Tensione a Palazzo Chigi al termine del Consiglio dei ministri. La premier Giorgia Meloni ha risposto con evidente irritazione a una nuova domanda sul caso Minetti, lamentando l’attenzione mediatica concentrata su vicende che, a suo dire, distolgono il dibattito dai provvedimenti del governo.
“Due giorni fa mi sono presentata qui con un decreto che stanziava un miliardo di euro sul lavoro, introducendo una misura attesa da decenni come il cosiddetto salario giusto, e mi avete fatto otto domande sul caso Minetti. Va bene”, ha esordito Meloni, sottolineando il proprio disappunto per la linea delle domande ricevute.

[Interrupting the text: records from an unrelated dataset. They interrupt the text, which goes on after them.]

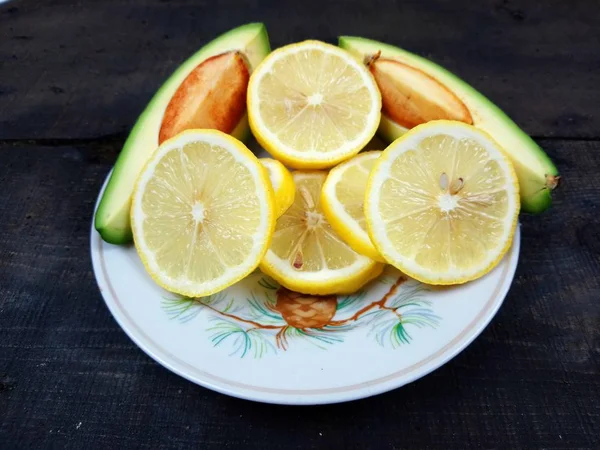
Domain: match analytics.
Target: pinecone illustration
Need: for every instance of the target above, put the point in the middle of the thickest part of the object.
(305, 311)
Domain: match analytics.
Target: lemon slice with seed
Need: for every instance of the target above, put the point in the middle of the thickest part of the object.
(442, 203)
(202, 213)
(306, 255)
(343, 199)
(282, 182)
(312, 105)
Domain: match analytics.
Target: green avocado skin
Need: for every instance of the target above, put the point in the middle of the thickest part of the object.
(531, 163)
(112, 218)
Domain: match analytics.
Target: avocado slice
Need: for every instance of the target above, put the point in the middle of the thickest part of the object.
(112, 216)
(537, 174)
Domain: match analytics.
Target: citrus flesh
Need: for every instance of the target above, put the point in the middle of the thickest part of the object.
(202, 213)
(442, 203)
(282, 182)
(343, 198)
(306, 254)
(312, 105)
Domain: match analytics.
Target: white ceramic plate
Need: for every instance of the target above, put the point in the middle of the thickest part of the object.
(259, 342)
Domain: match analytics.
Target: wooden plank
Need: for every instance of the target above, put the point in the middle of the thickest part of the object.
(84, 69)
(69, 377)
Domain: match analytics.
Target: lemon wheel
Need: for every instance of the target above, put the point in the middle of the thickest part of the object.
(442, 203)
(312, 105)
(306, 254)
(202, 213)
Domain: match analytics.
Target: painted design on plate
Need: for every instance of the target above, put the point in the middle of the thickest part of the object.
(258, 316)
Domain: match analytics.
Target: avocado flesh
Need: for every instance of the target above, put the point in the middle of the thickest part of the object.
(537, 174)
(112, 216)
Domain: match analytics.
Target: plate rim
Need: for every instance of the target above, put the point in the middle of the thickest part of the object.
(300, 396)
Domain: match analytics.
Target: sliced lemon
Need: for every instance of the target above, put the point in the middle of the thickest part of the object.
(343, 197)
(306, 255)
(282, 182)
(312, 105)
(442, 203)
(202, 213)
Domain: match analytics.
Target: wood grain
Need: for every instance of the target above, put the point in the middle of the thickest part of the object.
(87, 69)
(70, 377)
(74, 75)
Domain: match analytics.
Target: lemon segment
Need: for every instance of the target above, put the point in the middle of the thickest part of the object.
(202, 213)
(312, 105)
(442, 203)
(306, 254)
(342, 199)
(282, 182)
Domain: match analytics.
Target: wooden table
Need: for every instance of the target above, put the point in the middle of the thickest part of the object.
(73, 77)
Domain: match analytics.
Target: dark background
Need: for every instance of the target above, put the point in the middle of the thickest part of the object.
(74, 75)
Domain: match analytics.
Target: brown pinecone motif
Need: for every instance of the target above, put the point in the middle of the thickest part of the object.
(305, 311)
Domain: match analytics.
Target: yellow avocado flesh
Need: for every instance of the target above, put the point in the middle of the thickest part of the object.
(537, 174)
(112, 217)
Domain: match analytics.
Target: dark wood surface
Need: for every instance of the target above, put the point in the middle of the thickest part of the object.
(73, 77)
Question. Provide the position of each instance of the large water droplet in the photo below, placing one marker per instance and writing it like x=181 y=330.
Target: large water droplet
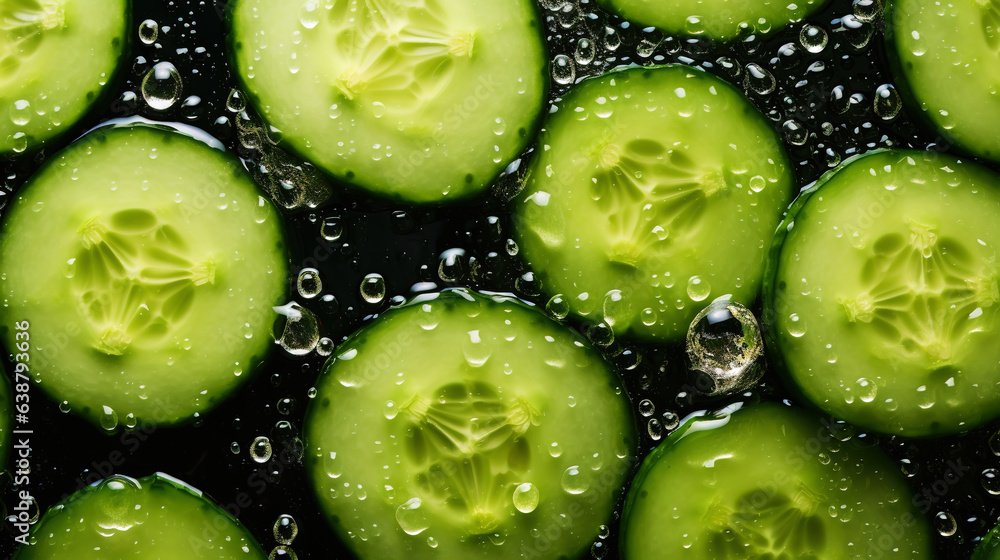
x=309 y=283
x=161 y=87
x=526 y=497
x=285 y=529
x=724 y=343
x=410 y=518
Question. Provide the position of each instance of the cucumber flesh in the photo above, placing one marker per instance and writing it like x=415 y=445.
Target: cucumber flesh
x=468 y=426
x=771 y=482
x=57 y=58
x=722 y=20
x=156 y=516
x=150 y=296
x=414 y=100
x=658 y=190
x=948 y=58
x=881 y=298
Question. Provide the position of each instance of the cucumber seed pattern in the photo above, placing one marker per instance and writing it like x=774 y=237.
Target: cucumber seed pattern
x=925 y=294
x=651 y=194
x=22 y=24
x=395 y=55
x=470 y=442
x=991 y=22
x=767 y=524
x=134 y=278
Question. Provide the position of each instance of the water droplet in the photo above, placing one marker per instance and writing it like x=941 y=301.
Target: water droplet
x=646 y=407
x=373 y=288
x=309 y=14
x=285 y=529
x=557 y=307
x=813 y=38
x=161 y=87
x=724 y=343
x=759 y=80
x=410 y=519
x=795 y=133
x=945 y=523
x=526 y=497
x=309 y=283
x=149 y=30
x=991 y=481
x=563 y=70
x=866 y=389
x=887 y=102
x=796 y=325
x=300 y=334
x=575 y=481
x=20 y=112
x=235 y=103
x=260 y=449
x=698 y=288
x=109 y=418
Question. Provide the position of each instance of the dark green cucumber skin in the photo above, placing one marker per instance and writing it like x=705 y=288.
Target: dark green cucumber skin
x=768 y=323
x=98 y=107
x=368 y=196
x=911 y=107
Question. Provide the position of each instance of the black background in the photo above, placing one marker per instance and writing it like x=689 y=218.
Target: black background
x=404 y=246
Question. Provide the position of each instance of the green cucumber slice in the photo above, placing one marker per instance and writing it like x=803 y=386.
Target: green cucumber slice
x=717 y=19
x=947 y=57
x=156 y=516
x=656 y=190
x=147 y=265
x=463 y=425
x=414 y=100
x=881 y=295
x=772 y=482
x=57 y=58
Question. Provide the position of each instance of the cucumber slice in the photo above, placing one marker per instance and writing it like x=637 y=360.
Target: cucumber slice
x=156 y=516
x=717 y=19
x=881 y=296
x=947 y=57
x=464 y=425
x=769 y=482
x=150 y=295
x=57 y=58
x=414 y=100
x=658 y=189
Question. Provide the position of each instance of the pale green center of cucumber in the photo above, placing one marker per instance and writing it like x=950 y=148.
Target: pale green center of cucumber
x=396 y=55
x=768 y=524
x=469 y=443
x=22 y=24
x=135 y=279
x=923 y=294
x=651 y=194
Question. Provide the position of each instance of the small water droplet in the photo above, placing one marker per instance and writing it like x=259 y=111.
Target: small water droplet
x=285 y=529
x=813 y=38
x=574 y=480
x=563 y=70
x=309 y=283
x=149 y=30
x=161 y=87
x=526 y=497
x=372 y=288
x=260 y=449
x=410 y=518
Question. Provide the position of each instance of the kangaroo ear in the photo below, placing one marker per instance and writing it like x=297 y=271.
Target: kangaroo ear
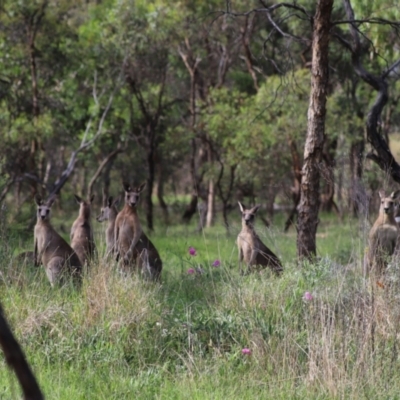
x=51 y=200
x=127 y=187
x=116 y=201
x=38 y=200
x=395 y=194
x=78 y=199
x=141 y=187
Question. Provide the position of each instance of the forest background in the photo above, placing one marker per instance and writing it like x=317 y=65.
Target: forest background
x=207 y=102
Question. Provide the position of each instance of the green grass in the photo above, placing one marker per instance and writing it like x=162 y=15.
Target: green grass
x=121 y=337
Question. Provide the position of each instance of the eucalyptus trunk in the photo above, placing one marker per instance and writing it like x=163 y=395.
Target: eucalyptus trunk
x=310 y=182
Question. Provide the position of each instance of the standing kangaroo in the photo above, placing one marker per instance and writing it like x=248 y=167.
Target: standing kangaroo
x=51 y=249
x=82 y=233
x=109 y=213
x=251 y=249
x=383 y=234
x=133 y=247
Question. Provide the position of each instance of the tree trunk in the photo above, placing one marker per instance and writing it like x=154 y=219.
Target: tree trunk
x=309 y=191
x=328 y=193
x=210 y=204
x=296 y=168
x=160 y=193
x=358 y=198
x=149 y=191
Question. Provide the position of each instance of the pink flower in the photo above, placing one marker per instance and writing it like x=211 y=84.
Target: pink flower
x=308 y=296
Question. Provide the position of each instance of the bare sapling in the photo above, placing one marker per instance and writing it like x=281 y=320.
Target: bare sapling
x=134 y=249
x=252 y=251
x=51 y=250
x=82 y=240
x=383 y=235
x=109 y=213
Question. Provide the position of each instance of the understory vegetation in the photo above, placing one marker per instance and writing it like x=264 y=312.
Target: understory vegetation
x=212 y=333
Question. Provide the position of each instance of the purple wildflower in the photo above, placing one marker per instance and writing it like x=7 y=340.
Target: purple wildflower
x=308 y=296
x=216 y=263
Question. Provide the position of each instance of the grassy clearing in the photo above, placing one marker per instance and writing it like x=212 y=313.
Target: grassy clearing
x=121 y=337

La premier ha poi rilanciato il tema dopo l’approvazione del nuovo Piano casa, evidenziando la portata economica dell’intervento: “Oggi arriviamo con un provvedimento da 10 miliardi di euro per consentire agli italiani di avere 100mila alloggi tra edilizia popolare e case a prezzi calmierati nei prossimi dieci anni, e mi chiedete ancora del caso Minetti”.

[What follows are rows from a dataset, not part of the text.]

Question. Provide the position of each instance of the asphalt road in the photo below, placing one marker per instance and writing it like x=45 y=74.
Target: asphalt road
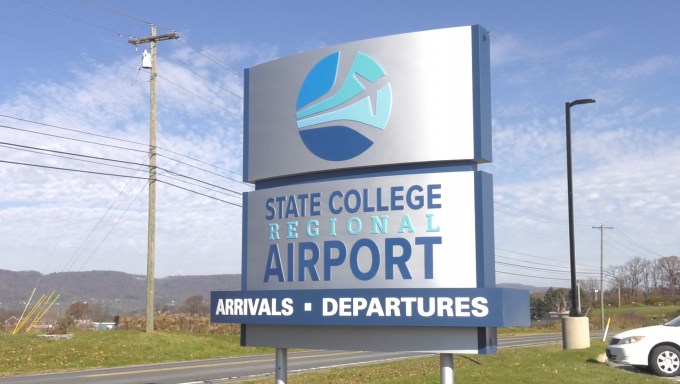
x=242 y=368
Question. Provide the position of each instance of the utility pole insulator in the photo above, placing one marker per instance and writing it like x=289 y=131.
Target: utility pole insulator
x=148 y=39
x=149 y=61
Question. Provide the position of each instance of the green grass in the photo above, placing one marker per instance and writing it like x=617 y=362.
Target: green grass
x=23 y=354
x=542 y=364
x=647 y=310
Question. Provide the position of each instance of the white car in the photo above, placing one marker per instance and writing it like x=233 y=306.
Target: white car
x=654 y=348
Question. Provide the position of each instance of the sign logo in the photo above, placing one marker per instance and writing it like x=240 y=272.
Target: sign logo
x=317 y=121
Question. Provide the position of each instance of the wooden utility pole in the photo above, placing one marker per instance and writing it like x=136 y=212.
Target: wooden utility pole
x=602 y=228
x=151 y=251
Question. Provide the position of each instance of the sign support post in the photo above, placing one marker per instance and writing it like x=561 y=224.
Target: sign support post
x=446 y=368
x=370 y=227
x=281 y=365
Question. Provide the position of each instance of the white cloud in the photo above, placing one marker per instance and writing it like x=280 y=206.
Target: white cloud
x=195 y=234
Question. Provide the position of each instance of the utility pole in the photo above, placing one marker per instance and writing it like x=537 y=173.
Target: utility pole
x=602 y=228
x=578 y=285
x=151 y=251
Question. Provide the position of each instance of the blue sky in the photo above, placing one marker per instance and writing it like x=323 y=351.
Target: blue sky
x=622 y=53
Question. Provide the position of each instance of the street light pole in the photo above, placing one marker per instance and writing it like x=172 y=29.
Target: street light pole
x=575 y=311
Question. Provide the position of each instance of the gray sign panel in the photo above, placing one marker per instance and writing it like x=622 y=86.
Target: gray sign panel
x=412 y=98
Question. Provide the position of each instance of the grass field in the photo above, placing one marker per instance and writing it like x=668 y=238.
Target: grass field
x=22 y=354
x=647 y=310
x=543 y=364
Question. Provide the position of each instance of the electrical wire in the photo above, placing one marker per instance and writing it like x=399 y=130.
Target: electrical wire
x=72 y=170
x=22 y=148
x=619 y=233
x=541 y=269
x=114 y=226
x=66 y=157
x=548 y=265
x=538 y=277
x=118 y=147
x=544 y=258
x=208 y=56
x=200 y=97
x=637 y=253
x=198 y=193
x=188 y=43
x=69 y=51
x=201 y=76
x=200 y=186
x=124 y=66
x=75 y=18
x=117 y=139
x=90 y=236
x=71 y=138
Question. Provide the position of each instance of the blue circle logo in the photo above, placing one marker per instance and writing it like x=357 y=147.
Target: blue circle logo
x=317 y=117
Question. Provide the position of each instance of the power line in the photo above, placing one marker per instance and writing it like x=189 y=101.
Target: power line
x=117 y=139
x=201 y=76
x=71 y=138
x=617 y=249
x=618 y=232
x=200 y=181
x=533 y=262
x=209 y=56
x=124 y=66
x=114 y=226
x=118 y=147
x=199 y=193
x=541 y=269
x=111 y=165
x=69 y=51
x=90 y=236
x=200 y=97
x=65 y=157
x=625 y=246
x=188 y=43
x=75 y=18
x=539 y=257
x=538 y=277
x=205 y=170
x=200 y=186
x=71 y=169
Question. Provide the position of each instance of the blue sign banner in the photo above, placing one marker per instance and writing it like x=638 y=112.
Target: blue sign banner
x=440 y=307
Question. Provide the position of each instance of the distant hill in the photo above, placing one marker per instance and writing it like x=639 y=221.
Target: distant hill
x=123 y=292
x=531 y=288
x=117 y=290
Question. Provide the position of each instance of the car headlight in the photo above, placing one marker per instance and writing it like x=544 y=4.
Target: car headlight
x=631 y=340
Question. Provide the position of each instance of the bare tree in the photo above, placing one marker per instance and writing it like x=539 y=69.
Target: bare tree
x=591 y=285
x=634 y=274
x=194 y=305
x=670 y=268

Il passaggio più duro arriva nella chiusura: “Posso chiedervi ogni tanto di parlare anche di quello di cui mi sto occupando? Perché le domande sono un po’ campate in aria”. Una risposta che segna un momento di frizione con la stampa, nel giorno in cui l’esecutivo ha varato misure considerate centrali sul fronte sociale ed economico.
L’episodio si inserisce in un clima politico già acceso, con il governo impegnato a difendere la propria agenda e a riportare l’attenzione sui temi economici e sulle riforme, mentre il caso Minetti continua a occupare spazio nel dibattito pubblico e mediatico.